What the Winning Teams Actually Look Like
This isn’t abstract. There are concrete patterns we see across Fastmarkit clients that consistently separate the teams generating real pipeline from the ones just staying busy.
The first one is buyer knowledge that goes deeper than a persona doc. The teams producing content that actually converts have someone who knows the ICP at a granular level. They know the specific pain points, the buying triggers, the internal politics that stall deals, and the language their buyers use in Slack when they’re frustrated with their current vendor. That level of understanding doesn’t come from a prompt. It comes from someone who’s been close to the customer long enough to internalize how they think and what they care about.
The second is a clear line between where AI helps and where it doesn’t. The best teams use AI aggressively for production work. Draft generation, repurposing long-form content into shorter formats, pulling insights from data, cleaning up transcripts. They use it constantly for that. But when it comes to positioning, messaging architecture, and campaign strategy, a human is making the calls. They figured out early that AI is a fantastic engine with no sense of direction.
The third is an actual editorial standard that someone enforces. We don’t mean a brand voice doc buried in a shared drive. We mean a living standard for what the company sounds like, what it will and won’t say, and what quality threshold every piece of content has to clear before it goes out. In a sea of AI-generated sameness, a distinct and consistent voice is one of the last advantages that’s hard to copy.
The fourth is a willingness to measure what AI can’t see. Self-reported attribution. Deals that started because a prospect heard the founder on a podcast. Conversations that happened because someone read a piece of content that made them think differently about a problem they’d been sitting on for months. The most important marketing signals are often the least trackable, and the teams that acknowledge that instead of pretending their dashboard tells the whole story tend to make better decisions about where to invest.
Final Thoughts
Every company in your category already sounds the same. Same AI tools, same templates, same “data-driven” playbooks producing the same competent, forgettable output at scale. And it’s only going to get worse.

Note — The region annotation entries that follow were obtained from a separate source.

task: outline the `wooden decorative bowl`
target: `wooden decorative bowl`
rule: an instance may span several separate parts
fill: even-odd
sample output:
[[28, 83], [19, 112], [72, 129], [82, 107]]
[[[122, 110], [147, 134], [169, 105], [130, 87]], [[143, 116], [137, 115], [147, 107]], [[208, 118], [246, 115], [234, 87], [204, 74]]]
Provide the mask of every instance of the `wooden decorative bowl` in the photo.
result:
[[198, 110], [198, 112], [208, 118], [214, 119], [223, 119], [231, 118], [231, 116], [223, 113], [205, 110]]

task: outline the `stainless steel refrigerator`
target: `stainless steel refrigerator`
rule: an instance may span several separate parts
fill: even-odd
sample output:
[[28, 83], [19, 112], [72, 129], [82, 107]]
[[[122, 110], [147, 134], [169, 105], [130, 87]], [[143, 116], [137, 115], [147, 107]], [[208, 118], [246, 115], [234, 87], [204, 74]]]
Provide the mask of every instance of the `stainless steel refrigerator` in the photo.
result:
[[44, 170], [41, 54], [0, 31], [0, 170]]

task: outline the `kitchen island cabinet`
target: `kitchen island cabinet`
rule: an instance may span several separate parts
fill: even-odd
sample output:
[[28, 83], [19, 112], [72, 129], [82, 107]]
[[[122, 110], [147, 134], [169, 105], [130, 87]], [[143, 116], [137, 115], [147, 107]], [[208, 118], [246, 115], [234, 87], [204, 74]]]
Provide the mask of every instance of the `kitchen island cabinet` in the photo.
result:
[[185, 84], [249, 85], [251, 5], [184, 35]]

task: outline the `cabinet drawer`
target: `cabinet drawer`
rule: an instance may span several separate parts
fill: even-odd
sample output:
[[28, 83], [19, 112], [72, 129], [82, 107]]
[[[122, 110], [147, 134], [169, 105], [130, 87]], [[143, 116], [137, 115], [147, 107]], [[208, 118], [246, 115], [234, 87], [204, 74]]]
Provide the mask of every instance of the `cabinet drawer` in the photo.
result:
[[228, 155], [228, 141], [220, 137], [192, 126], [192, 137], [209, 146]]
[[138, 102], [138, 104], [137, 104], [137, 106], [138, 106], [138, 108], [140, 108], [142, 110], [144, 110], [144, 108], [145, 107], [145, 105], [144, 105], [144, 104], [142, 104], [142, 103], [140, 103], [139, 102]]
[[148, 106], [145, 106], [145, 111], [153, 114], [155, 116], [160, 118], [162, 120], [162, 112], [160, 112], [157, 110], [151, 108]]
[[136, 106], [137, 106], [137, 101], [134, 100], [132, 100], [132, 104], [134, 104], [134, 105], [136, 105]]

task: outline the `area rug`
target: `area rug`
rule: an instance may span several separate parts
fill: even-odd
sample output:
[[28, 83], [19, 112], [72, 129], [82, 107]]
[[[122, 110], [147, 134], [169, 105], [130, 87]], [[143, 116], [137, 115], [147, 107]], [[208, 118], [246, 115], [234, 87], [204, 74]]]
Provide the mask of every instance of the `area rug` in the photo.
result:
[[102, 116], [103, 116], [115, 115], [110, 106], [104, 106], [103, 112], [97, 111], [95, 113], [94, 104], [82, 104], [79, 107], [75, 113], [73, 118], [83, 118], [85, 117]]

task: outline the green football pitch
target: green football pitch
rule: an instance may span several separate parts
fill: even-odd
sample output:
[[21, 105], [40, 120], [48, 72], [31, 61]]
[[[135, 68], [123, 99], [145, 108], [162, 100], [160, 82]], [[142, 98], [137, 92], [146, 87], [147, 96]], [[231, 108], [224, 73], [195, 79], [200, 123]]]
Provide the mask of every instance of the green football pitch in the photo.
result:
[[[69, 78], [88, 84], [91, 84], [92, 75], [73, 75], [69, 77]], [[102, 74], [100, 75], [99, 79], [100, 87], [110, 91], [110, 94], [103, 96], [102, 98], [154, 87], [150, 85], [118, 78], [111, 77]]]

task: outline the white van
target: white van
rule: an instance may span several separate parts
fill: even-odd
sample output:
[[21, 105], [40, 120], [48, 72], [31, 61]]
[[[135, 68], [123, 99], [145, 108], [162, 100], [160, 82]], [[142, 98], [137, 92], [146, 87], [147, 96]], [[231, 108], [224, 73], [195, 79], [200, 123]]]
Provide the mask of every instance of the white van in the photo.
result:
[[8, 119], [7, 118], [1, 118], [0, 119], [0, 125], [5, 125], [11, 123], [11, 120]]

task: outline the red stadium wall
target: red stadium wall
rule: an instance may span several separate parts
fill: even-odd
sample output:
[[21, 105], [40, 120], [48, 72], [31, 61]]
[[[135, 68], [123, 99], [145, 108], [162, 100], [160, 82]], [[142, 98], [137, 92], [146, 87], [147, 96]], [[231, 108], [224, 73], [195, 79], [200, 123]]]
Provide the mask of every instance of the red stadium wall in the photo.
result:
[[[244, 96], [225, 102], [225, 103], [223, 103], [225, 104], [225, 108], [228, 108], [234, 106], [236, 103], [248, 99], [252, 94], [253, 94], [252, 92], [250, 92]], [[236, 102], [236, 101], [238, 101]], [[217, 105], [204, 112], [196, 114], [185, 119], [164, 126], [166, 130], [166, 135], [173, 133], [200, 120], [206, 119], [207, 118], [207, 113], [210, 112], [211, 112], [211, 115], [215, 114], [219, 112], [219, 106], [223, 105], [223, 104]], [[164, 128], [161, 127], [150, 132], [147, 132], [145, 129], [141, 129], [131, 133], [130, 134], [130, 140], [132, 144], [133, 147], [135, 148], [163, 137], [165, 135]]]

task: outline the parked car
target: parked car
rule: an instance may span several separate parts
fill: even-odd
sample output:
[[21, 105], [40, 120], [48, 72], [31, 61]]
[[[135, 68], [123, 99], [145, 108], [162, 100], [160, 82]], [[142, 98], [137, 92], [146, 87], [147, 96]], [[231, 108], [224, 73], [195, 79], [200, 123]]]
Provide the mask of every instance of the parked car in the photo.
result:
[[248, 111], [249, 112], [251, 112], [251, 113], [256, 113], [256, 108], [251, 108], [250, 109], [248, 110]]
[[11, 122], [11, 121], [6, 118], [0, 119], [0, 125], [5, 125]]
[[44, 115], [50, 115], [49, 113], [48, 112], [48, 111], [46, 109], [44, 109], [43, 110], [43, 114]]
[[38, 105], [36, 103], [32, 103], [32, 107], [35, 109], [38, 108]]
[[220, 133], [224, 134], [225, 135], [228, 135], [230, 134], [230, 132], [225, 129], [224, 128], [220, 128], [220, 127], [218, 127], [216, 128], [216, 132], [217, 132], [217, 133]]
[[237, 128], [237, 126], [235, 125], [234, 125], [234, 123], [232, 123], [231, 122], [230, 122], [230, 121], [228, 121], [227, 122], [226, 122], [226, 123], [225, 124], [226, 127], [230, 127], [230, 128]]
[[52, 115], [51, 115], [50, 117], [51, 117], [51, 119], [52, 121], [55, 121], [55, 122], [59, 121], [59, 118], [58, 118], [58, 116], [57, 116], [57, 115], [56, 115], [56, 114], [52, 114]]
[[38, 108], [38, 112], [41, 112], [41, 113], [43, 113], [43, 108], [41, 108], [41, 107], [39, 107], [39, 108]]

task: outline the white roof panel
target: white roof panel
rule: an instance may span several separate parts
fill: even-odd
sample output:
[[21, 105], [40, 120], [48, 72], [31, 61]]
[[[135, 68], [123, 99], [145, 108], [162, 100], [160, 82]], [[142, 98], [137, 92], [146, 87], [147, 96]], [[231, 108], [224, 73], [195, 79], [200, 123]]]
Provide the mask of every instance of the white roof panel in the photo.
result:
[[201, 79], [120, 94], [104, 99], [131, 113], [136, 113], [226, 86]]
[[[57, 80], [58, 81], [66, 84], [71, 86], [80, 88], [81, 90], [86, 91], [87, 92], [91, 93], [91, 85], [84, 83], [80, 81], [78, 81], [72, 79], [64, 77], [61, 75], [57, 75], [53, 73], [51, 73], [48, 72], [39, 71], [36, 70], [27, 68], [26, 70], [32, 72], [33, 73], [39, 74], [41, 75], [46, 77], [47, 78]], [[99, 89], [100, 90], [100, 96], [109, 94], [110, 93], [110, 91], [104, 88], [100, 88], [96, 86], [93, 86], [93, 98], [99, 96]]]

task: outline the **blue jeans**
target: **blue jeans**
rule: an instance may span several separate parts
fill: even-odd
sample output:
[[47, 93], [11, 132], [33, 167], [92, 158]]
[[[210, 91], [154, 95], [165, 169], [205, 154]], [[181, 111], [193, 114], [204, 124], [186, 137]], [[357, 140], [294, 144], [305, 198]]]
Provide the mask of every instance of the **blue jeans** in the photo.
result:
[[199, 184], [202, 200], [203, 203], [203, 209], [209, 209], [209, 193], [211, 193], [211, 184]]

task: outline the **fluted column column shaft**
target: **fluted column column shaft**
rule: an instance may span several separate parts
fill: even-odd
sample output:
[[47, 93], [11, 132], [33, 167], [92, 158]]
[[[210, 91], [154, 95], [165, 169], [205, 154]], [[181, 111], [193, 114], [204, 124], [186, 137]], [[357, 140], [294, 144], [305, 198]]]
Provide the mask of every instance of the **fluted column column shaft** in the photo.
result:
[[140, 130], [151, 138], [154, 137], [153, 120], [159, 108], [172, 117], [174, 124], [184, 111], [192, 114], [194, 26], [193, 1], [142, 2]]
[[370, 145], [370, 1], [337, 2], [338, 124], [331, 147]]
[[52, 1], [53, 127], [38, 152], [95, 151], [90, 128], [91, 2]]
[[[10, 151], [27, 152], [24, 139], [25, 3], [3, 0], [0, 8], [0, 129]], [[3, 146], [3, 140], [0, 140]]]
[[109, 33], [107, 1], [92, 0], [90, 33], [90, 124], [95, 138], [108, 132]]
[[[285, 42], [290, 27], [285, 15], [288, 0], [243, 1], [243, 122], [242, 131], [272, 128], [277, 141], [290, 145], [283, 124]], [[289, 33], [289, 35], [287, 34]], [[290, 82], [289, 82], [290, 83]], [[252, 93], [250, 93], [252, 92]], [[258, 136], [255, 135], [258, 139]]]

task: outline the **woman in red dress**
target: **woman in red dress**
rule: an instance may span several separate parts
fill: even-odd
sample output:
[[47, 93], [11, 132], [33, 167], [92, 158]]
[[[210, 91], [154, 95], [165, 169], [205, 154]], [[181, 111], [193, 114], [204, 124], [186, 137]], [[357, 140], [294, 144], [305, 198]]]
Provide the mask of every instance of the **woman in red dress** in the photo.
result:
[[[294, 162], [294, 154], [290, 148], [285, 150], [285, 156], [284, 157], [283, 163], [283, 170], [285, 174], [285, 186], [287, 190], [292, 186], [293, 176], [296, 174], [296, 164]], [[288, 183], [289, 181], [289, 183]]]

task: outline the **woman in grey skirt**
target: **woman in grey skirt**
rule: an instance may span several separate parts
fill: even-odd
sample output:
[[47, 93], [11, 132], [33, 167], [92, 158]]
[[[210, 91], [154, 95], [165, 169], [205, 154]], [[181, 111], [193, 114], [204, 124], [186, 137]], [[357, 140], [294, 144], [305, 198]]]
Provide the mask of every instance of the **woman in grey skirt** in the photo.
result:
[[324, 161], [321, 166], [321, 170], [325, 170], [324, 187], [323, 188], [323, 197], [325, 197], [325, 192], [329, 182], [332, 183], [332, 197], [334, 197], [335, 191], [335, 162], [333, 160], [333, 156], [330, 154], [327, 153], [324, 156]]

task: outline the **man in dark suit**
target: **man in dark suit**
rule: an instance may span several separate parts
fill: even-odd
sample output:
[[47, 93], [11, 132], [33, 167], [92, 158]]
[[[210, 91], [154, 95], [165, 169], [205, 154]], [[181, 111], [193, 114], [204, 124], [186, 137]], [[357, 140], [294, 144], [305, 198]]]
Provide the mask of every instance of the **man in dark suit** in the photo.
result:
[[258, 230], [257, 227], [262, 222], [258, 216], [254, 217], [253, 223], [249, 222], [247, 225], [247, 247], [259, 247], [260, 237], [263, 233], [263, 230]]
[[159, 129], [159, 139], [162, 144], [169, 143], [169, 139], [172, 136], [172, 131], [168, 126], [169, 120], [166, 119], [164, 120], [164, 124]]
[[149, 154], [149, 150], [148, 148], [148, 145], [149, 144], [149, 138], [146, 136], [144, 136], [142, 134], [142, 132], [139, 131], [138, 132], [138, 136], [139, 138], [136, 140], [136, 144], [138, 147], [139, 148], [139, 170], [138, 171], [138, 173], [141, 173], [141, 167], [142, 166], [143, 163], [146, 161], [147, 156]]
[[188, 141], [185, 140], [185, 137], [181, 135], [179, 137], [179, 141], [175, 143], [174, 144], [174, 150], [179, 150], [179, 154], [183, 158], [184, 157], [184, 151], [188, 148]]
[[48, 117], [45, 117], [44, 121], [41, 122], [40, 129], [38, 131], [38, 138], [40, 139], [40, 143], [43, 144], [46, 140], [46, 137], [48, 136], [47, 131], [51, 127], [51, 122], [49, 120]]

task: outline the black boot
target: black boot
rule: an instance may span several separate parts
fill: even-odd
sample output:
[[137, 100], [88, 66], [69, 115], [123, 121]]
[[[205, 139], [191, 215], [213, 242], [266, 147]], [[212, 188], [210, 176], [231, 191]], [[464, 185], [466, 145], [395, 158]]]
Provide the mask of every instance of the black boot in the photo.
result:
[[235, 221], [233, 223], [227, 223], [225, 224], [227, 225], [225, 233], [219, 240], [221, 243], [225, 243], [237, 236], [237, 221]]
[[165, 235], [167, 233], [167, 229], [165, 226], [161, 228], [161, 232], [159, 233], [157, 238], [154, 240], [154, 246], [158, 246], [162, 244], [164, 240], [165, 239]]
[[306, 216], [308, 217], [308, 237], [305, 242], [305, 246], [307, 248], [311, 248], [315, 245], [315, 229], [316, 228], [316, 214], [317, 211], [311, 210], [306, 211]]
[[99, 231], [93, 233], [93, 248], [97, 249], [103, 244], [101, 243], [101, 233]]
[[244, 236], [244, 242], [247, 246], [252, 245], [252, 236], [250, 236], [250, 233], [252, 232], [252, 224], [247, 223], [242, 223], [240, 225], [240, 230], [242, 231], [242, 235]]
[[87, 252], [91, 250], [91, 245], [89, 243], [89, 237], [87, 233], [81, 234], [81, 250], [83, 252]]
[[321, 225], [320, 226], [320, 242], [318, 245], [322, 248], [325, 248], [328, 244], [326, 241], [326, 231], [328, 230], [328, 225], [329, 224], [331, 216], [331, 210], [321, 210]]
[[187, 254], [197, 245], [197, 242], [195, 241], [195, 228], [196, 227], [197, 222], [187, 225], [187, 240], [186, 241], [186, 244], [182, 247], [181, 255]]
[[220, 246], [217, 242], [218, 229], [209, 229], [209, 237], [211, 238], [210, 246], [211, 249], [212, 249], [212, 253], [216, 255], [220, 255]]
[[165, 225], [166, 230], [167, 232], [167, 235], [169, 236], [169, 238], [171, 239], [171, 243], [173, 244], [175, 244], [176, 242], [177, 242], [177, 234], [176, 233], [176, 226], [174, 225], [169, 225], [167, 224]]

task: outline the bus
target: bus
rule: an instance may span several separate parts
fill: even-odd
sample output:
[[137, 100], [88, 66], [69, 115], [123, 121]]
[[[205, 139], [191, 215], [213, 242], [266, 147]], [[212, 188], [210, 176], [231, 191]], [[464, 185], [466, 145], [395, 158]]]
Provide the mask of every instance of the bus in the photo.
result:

The teams that break through will be the ones that invested in humans who can do what a model can’t like, forming a POV and reading a room. Say something that makes a buyer stop scrolling and actually pay attention.
AI is the infrastructure. Your people are the advantage. And if you’re spending heavily on one while cutting the other, you already know how this plays out.
The question worth asking in your next budget review isn’t “what tools do we need?” It’s “do we have the people who can make those tools matter?”